Six associations réclament le décrochage de l'oeuvre
Sept jours plus tard, six associations de protection de l’enfance (Enfance en partage, Pornostop, Face à l’inceste, Innocence en danger, Juristes pour l’enfance et le Collectif féministe contre le viol) saisissent le tribunal administratif de Paris en référé-libéré. Elles réclament le décrochage de l’œuvre, invoquant l’article 227–23 du code pénal qui interdit la diffusion des images, mais aussi des représentations pédopornographiques. Elles demandent à défaut que la salle où elle est exposée soit interdite d’accès aux mineur·es. La requête des associations est rejetée par la juge des référés, justifiant que « le tableau n’a pas de caractère pédopornographique ».
Les six associations saisissent alors le Conseil d’État mi-avril. Ce dernier rejette également la demande de décrochage, considérant que « l’unique intention de l’artiste est de dénoncer un crime et que la société Palais de Tokyo a entouré l’accès au tableau Fuck Abstraction ! de précautions visant à en écarter les mineurs non accompagnés et dissuader les personnes majeures accompagnées de mineurs d’y accéder ».
Sur son site, l’association Face à l’inceste a fait part de sa déception le 6 mai face à la décision du Conseil d’État, tout en annonçant ne pas poursuivre son action sur le plan pénal. « La liberté de l’expression encore une fois sanctifiée, au détriment de la protection des enfants », a‑t-elle dénoncé. De son côté, l’association Juristes pour l’enfance a assuré dimanche auprès de l’AFP ne pas être en lien avec la dégradation, rapporte Le Parisien. « Juristes pour l’enfance et les autres associations (ont) agi comme nous le faisons toujours, en saisissant la justice, en écrivant aux responsables et en informant l’opinion », a‑t-elle affirmé, selon le quotidien.

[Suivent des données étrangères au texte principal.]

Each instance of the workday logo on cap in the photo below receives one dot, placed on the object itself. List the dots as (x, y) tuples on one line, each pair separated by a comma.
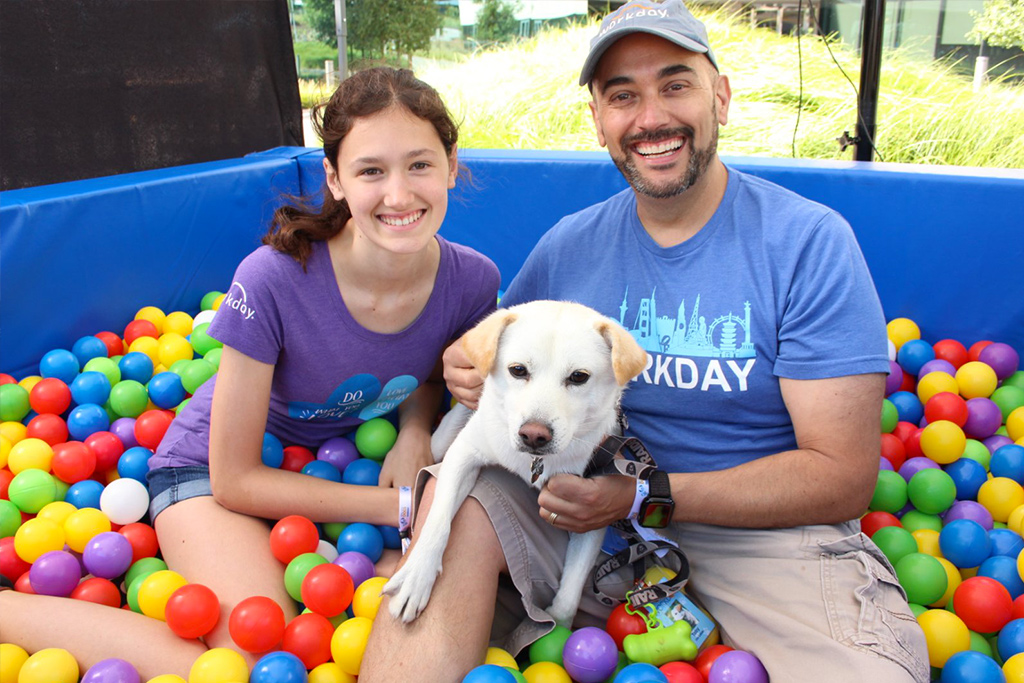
[(669, 19)]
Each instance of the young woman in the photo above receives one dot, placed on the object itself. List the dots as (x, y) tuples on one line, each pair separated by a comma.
[(340, 316)]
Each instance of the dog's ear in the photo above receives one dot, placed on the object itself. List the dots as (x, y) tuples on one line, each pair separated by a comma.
[(628, 358), (480, 343)]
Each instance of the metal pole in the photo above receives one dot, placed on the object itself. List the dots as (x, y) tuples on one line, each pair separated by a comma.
[(870, 68), (341, 27)]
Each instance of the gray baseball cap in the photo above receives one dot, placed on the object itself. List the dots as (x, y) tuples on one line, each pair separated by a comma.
[(669, 19)]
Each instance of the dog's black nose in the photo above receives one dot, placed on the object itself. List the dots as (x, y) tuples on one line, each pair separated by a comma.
[(535, 435)]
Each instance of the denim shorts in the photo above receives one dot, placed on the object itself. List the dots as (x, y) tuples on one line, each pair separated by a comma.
[(170, 484)]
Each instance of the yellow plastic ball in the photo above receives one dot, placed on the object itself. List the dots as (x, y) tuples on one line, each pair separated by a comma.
[(349, 642), (82, 524), (156, 590), (329, 672), (37, 537), (546, 672), (52, 665), (146, 345), (928, 542), (30, 454), (1000, 496), (936, 382), (13, 431), (11, 659), (219, 665), (1015, 424), (943, 441), (902, 330), (945, 634), (154, 314), (179, 323), (976, 380), (367, 598)]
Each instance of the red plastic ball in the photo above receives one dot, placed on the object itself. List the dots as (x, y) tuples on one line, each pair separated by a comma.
[(73, 461), (100, 591), (296, 457), (707, 658), (108, 449), (872, 521), (140, 328), (142, 539), (893, 451), (151, 427), (308, 637), (622, 624), (50, 395), (327, 590), (946, 406), (48, 427), (292, 537), (983, 603), (115, 346), (193, 610), (951, 351), (257, 624)]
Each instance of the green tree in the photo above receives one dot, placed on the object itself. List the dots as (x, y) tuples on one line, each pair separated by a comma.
[(999, 24), (496, 22)]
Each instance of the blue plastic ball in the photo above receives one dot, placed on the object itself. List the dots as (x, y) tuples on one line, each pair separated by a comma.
[(322, 469), (364, 472), (135, 366), (965, 543), (134, 463), (361, 538), (87, 348), (279, 667), (166, 390), (60, 364), (84, 494), (87, 419), (273, 452), (907, 406)]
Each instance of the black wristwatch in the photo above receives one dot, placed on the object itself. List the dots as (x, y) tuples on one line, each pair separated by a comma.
[(655, 510)]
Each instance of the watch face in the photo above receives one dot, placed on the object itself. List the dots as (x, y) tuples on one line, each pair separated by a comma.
[(656, 514)]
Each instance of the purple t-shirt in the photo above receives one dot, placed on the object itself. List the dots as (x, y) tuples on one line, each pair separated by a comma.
[(332, 374)]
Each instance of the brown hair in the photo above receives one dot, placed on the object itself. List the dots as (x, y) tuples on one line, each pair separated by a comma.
[(297, 225)]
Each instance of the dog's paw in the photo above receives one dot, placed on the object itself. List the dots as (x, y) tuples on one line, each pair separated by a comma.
[(410, 590)]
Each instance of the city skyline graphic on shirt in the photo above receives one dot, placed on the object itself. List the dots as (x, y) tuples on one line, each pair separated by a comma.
[(726, 335)]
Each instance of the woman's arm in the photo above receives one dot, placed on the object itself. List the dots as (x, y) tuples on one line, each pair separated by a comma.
[(242, 482)]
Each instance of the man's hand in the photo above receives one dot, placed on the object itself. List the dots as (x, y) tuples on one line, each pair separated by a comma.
[(463, 380)]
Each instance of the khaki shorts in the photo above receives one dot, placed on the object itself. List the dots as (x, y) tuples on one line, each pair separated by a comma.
[(813, 603)]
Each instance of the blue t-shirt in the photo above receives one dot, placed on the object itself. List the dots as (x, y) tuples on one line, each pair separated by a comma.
[(331, 373), (773, 286)]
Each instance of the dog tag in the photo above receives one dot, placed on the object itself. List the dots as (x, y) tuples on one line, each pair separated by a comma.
[(536, 469)]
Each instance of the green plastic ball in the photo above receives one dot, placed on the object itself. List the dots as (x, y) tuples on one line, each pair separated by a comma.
[(375, 437), (890, 493), (923, 578), (13, 402), (932, 491)]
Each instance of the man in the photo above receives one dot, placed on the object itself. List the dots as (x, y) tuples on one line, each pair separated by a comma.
[(761, 400)]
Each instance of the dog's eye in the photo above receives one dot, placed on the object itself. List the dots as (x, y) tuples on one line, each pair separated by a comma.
[(518, 371), (579, 377)]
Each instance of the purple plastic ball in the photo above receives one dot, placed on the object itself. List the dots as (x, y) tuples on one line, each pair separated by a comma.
[(737, 667), (1000, 357), (339, 452), (358, 566), (590, 655), (108, 555), (112, 671), (55, 572), (983, 418)]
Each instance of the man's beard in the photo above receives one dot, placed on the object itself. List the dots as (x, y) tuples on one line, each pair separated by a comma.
[(698, 163)]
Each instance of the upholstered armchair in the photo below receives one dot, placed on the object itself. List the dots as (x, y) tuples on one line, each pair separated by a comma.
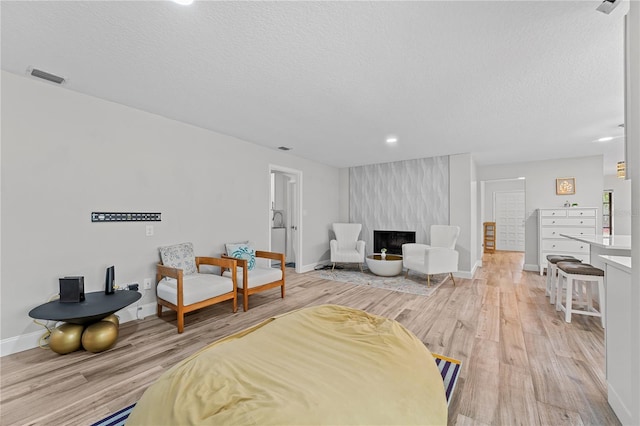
[(254, 276), (346, 248), (440, 257), (182, 288)]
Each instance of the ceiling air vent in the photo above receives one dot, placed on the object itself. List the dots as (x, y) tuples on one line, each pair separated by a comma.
[(46, 76)]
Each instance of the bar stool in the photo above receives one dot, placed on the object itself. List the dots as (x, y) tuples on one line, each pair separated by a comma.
[(552, 273), (588, 275)]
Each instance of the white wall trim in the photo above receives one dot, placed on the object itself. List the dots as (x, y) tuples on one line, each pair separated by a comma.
[(31, 340)]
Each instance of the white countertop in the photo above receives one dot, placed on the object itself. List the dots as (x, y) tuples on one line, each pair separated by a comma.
[(621, 262), (620, 242)]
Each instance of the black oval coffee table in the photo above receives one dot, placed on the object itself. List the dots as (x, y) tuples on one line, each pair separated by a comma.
[(96, 306)]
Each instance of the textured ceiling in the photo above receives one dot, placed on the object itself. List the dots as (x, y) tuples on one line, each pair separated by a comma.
[(503, 80)]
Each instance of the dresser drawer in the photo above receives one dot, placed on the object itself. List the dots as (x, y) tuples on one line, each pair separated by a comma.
[(555, 231), (574, 221), (582, 213), (553, 213), (565, 245)]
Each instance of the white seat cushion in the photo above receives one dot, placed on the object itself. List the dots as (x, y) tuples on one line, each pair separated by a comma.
[(196, 288), (347, 256), (257, 277)]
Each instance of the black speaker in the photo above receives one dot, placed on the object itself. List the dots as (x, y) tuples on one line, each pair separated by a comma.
[(71, 289), (109, 280)]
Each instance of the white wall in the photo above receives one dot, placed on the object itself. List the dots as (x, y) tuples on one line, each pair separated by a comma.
[(540, 191), (462, 210), (65, 155), (621, 203), (490, 189)]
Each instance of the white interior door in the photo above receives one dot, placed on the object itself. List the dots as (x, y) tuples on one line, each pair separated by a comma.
[(292, 228), (291, 198), (509, 217)]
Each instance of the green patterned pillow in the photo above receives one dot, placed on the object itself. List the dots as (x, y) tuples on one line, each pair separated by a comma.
[(242, 251), (179, 256)]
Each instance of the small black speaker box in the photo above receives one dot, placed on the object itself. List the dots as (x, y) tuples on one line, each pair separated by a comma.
[(71, 289)]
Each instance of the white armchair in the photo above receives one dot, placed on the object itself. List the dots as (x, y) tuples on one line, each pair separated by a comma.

L'oeuvre restera exposée telle quelle
Sur Twitter, Arnaud Gallais, activiste des droits de l’enfant et cofondateur du collectif « Prévenir et protéger », a quant à lui dénoncé la dégradation du tableau de l'artiste. « Miriam Cahn est une féministe qui dénonce toutes les violences ! Une alliée et non une adversaire ! » a‑t-il déclaré, ajoutant également que « ceci n’a rien à voir avec Bastien Vivès, dont les ouvrages pédoporno sont classés dans les rayons érotique ou BD cul et qui montre clairement des représentations de viols d’enfants dans les détails ! ».
En accord avec Miriam Cahn, le Palais de Tokyo a décidé de continuer à présenter l’œuvre endommagée jusqu’à la fermeture de l’exposition le dimanche 14 mai prochain.